A sustentabilidade ambiental e a redução de desperdício estiveram, desde sempre, no ADN da gigante retalhista IKEA. Ao longo dos anos, o grupo tem investido em parques eólicos, florestas certificadas, energia solar, empresas de reciclagem, entre outros, numa tentativa de se tornar cada vez mais verde. Quando as alterações climáticas e as necessidades urgentes de mudança de comportamento ocupam a agenda política e mediática, a VISÃO falou com Helen Duphorn, a country manager da IKEA em Portugal, para perceber a estratégia da empresa sueca que está na casa de muitos portugueses. A gestora salienta que Portugal fez uma mudança radical em termos de prioridades e preocupações, estando disposto a mudar comportamentos, mas salienta que a luta em prol dos Direitos Humanos, da igualdade de género e contra a violência doméstica são assuntos que andam de mãos dadas com a sustentabilidade ambiental.

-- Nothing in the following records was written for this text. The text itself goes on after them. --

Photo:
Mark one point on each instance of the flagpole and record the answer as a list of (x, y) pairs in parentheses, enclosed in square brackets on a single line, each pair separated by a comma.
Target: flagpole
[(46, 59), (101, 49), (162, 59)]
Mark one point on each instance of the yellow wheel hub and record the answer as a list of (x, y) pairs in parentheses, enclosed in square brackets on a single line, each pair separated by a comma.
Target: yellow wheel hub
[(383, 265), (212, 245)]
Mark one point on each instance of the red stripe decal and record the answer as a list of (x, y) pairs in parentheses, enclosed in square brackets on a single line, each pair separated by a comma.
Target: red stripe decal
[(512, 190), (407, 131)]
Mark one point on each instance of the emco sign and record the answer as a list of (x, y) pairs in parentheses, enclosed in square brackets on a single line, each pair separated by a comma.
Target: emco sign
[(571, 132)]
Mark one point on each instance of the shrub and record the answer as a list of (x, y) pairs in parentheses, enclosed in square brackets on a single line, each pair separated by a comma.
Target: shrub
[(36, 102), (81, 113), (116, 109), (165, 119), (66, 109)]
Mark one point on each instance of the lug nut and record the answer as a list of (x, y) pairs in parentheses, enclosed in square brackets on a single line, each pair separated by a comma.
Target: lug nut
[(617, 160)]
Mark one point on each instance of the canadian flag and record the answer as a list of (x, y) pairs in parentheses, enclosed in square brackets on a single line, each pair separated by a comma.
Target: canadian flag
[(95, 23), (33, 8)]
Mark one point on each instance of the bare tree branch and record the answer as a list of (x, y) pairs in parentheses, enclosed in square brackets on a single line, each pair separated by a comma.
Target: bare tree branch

A sustentabilidade é um tema para a IKEA há vários anos. Diria que é algo natural?

Absolutamente. O nosso principal objetivo, desde sempre, é ajudar as pessoas a melhorarem a sua vida em casa, o que significa que sempre tivemos e teremos de praticar preços acessíveis. Senão, não estamos a cumprir o nosso objetivo. A IKEA sempre foi muito boa a controlar os custos – e por isso é que só podemos contratar pessoas que partilhem dos nossos valores. Não há quaisquer luxos nesta empresa. Toda a gente está habituada a apanhar o autocarro, quando precisamos de voar para outro destino é sempre em classe econômica, cada um vai buscar o seu próprio café, não há quaisquer serviços extra que não sejam necessários. Seguimos exatamente os mesmo princípios na produção: tudo é pensado para que não se desperdice material, para que o processo de produção seja muito eficiente. Porque se não for assim, vai custar-nos dinheiro. 

É o mesmo no caso de não darmos boas condições de trabalho. E aqui não é apenas uma questão de dinheiro. Se queremos melhorar a vida das pessoas, temos de começar com os nossos colaboradores, e com os nossos fornecedores. Isso não é nada de novo. Pelo menos para nós. Por exemplo, eu fui responsável pela área das compras na Índia, Paquistão e Bangladesh, há 20 anos. E a parte fundamental do meu trabalho era garantir que as condições de trabalho – salários, subsídios de turnos, as próprias condições físicas – eram cumpridas.

E é possível manter preços baixos pagando um valor justo aos trabalhadores? Porque há muito a ideia de que, para ser justo na produção, tem de se cobrar muito pelo produto final.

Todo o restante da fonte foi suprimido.